By Mortz C. Ortigoza
A reelective mayor spent twenty million pesos not to
ensure his victory but to give succor to his vice mayoralty tandem beleaguered
by the vote buying resorted by her rival in the recent poll.
“Iyong taga kabila namimili ng P250 per voter noong
pakurong. Iyong vice mayor ko P250 kada botante ang kaya kaya binigyan ko ng
P250 para P500 kontra sa P250 ng kalaban,” the
mayor in Central Pangasinan told this writer.
He did it because his cash strapped mayoral opponent
did not resort to use money to win the hearts of the vulnerable voters.
“I spent twenty million pesos because I gave two
hundred pesos to sell myself to the voters and aided my vice mayor with another
sum”.
Both candidates for the mayoralty and vice
mayoralty are into big contracting business building infrastructure for
the government.
His ally in the gubernatorial race, the chief
executive cited, gave him two hundred pesos to add to his two hundred pesos
because his financially constrained governorship rival did not challenge
ingratiating tit-for-tat with the electorates in the first class town.
He said a provincial politician and a tycoon helped
him buttress his electoral stocks with half a million pesos and eight hundred
thousand pesos.
“May mega project kasi iyong big time businessman
dito sa amin kaya tinulungan niya ako,” he stressed.
The incoming last term soft-spoken former village
chief said that in the election of 2013, 2016, and 2019 he spent P4 million, P7
million, and P20 million, respectively, against his perennial opponent who is a
lawyer and an alumnus of a prestigious law university in the country.
“He is an elite and I am an ordinary person but in
every election poor people gravitate to those who can connect with them that’s
why I kept winning the election”.
Despite the tens of million pesos he spent he won in
a P1.25 million wager.
“Partida pa nga sa sobrang confident ko plus two
thousand votes iyong vice mayor nila one million pesos ang pustahan. Noong
natapos ang bilangan panalo ng mahigit three thousand votes iyong manok ko kaya
may one million pesos ako,” he sheepishly told me.

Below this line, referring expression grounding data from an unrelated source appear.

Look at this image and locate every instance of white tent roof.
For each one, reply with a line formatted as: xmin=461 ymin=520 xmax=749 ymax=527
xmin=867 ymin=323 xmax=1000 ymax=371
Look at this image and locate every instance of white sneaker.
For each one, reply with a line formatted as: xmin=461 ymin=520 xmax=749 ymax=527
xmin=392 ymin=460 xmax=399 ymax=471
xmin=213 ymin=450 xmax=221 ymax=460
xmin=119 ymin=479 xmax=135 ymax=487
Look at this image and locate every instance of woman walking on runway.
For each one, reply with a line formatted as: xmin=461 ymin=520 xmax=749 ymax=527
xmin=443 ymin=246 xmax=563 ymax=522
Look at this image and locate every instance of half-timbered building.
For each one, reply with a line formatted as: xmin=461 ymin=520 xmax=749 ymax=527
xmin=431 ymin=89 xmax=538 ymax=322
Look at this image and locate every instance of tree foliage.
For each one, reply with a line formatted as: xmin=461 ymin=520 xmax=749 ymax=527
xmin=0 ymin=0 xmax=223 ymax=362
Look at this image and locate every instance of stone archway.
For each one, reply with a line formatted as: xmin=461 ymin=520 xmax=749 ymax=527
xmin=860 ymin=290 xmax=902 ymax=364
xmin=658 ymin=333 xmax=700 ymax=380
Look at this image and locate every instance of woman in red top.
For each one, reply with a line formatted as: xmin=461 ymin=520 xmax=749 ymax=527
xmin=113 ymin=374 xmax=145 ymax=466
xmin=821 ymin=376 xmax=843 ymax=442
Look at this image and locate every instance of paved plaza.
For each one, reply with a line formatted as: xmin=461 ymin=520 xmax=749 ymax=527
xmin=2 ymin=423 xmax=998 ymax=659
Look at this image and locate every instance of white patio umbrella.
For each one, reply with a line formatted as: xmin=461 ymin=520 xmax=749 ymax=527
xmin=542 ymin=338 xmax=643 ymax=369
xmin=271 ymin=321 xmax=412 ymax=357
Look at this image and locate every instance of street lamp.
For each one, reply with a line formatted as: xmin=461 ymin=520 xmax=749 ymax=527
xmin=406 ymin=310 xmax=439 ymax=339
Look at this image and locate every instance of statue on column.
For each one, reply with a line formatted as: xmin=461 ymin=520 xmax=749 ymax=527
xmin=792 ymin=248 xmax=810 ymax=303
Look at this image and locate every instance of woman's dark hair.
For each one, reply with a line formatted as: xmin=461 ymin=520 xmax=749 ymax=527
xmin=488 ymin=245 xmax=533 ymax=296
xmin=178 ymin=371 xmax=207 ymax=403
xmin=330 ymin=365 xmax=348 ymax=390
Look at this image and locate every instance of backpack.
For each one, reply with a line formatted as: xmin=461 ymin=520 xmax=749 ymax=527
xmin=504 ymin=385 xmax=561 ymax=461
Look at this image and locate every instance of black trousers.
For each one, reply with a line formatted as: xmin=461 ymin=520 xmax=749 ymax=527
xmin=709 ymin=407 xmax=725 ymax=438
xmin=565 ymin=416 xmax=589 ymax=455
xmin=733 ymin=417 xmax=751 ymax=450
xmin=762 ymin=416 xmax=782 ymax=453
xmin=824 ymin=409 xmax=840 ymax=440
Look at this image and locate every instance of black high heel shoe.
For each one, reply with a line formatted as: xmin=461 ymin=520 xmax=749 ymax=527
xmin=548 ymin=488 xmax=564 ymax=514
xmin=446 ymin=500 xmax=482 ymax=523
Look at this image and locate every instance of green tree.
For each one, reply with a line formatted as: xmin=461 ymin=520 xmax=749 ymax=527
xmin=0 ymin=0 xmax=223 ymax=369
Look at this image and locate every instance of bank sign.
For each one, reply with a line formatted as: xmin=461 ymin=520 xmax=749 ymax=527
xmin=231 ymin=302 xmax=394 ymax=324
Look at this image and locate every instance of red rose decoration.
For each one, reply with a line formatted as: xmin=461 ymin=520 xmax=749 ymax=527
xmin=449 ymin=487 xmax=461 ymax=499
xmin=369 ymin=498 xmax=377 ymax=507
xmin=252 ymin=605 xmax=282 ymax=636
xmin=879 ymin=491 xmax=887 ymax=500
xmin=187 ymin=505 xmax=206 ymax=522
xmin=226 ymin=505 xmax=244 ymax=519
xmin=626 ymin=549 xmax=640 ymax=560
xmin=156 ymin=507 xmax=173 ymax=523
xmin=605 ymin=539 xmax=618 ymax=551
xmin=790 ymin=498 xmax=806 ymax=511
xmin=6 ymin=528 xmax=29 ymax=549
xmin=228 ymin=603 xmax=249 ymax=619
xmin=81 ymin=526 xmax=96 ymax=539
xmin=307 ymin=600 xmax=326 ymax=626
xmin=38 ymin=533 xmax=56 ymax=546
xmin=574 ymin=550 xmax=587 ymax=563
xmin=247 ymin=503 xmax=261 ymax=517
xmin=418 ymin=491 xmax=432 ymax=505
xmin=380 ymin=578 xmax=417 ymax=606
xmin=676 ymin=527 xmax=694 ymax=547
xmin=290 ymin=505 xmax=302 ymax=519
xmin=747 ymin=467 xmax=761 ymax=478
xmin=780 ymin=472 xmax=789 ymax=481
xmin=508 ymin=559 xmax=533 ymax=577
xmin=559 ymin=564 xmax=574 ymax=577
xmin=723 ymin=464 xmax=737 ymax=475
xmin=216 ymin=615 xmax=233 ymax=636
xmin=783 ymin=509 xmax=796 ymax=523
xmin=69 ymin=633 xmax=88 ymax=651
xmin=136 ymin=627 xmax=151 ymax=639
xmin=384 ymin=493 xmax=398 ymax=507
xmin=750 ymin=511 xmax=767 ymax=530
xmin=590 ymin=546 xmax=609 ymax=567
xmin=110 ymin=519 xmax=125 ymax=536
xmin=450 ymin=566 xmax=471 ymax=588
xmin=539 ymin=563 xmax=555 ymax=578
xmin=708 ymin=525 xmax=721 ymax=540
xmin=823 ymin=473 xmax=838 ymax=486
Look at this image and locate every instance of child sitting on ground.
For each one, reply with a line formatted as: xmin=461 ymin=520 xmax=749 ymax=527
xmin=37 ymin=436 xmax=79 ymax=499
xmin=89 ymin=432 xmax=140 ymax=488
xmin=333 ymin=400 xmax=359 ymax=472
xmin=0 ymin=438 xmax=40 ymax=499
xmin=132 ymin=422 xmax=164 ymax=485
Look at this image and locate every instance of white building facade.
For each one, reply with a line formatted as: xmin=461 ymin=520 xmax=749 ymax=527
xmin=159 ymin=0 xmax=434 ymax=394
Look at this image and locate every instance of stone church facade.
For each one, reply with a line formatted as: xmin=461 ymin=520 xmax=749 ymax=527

The mayor, who asked for anonymity, cited too that a
pro Art Celeste, a governorship bet, who lived in Lingayen, Pangasinan
challenged him with P250,000 bet. He said the bettor lost to him after the
Commission on Election proclaimed Amado I. Espino III as the re-elective
governor of Pangasinan with 781,307 votes against Celeste’s 582, 380 votes or a
margin of 198, 927 votes or 14 percent lead votes.